According to the test settings, the pore penetration process in the filling samples of the various gradation values at the different osmotic pressure levels can be summarized into 4 stages of inoculation, rapid adjustment, rapid scouring and steady-state pipe flow, as shown in Fig. 12.

Figure 12
figure 12

Schematic diagram of the pore penetration process of a filling sample.

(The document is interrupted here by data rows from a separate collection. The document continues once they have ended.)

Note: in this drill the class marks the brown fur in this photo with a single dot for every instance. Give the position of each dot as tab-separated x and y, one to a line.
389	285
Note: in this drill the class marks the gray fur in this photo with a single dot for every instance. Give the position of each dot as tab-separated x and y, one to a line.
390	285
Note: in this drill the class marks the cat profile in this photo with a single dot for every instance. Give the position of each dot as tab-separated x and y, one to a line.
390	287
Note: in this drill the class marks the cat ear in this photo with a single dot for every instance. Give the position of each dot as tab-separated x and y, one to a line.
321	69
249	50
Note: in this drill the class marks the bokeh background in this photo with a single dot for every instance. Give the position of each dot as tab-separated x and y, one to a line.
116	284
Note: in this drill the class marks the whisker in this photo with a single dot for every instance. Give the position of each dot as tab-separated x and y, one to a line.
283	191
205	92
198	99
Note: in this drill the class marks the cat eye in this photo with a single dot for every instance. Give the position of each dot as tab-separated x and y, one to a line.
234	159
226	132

Figure 12 shows that at the early stage of infiltration, the filling samples with gradation values of n = 0.3 and n = 0.5 contained more primary fine particles. Under the action of the pore water pressure, the fine particles in the filling samples rapidly adjusted within a short time, and (a) fine particles were quickly lost with the water flow after incubation (b). When the osmotic water pressure was continuously increased, fewer fine particles remained that could migrate, the water blocking capacity between particles was gradually weakened, and the filling particles entered the rapid adjustment stage (c). Most of the particles that could migrate mainly included secondary fine particles newly produced by water–rock interactions. When the migrating particles entered a certain stage, a stable water channel was formed, and the water flow was subsequently transformed into relatively stable pipe flow (d). However, the case of the filling samples with intermediate gradation values n = 0.7 and n = 0.9 exhibited the complete opposite behaviour because these samples contained more large particles. Therefore, small particles effectively filled pores after compression, which effectively reduced the seepage channel within the samples.

Conclusion

  1. 1.

    Among the 5 levels of penetration loading, there is a peak compaction load for the samples at each level, namely, approximately 35.3 N. Large-scale load fluctuation generally occurs at the middle and late stages of the 10-kN level. The performance of the samples with gradation values of n = 0.3 and n = 0.5 is very obvious. At the beginning of loading, the samples at all levels attain a certain hydraulic bearing capacity. The samples with gradation values of n = 0.3 and n = 0.5 produce fine particles that easily migrate, the interior of the filling may exhibit collapse and plugging behaviours, and the load fluctuation characteristics are obvious. The hydraulic bearing capacity of the samples with gradation values of n = 0.7 and n = 0.9 is relatively good, and storage and migration behaviours of fine particles occur between the pores.

  2. 2.

    During the entire pore infiltration process, the mass of migrating particles m decreases with increasing gradation value n, and the total mass of migrating particles m is negatively correlated with the load F. An exponential function can be used to better fit the porosity φ and load F, and the porosity decreases with increasing load.

  3. 3.

    After infiltration, the remaining rock skeleton samples in the cylinder generally show a trend with a rapid decrease first, then a slow increase and finally a decrease. The particle size range of 8–10 mm is regarded as the boundary, and there is a small amount of aggregates with a particle size larger than 20 mm. The relationship between the change in seepage velocity and time is very similar at all load levels. At the first stage of the 10-kN load level, there is a sudden change point, and the water flow fluctuates greatly. The performance of the samples with gradation values of n = 0.3 and n = 0.5 is very obvious. Maximum seepage velocities of 0.0193 and 0.0176 m2/s, respectively, are observed.

  4. 4.

    Migrating particles are an important reason for the difference in penetration pores between the different collapse column fillings. The gradation value n of the sample exhibits a good correlation with the average maximum area S of the bottom failure area and top water inrush channel. The maximum increase in the bottom failure area and the maximum area increase in the top water inrush channel indicate opposite trends, and there is a certain intersection point between the damage area and water inrush channel, which mostly occurs among the filling samples with gradation values of n = 0.7 and n = 0.9. The permeable pores in the graded samples can be divided into three categories, namely, erosion collapse pores, water inrush crevices and scouring holes, while the pore permeation process in the samples undergoes four stages of inoculation, rapid adjustment, rapid scouring and steady-state pipe flow.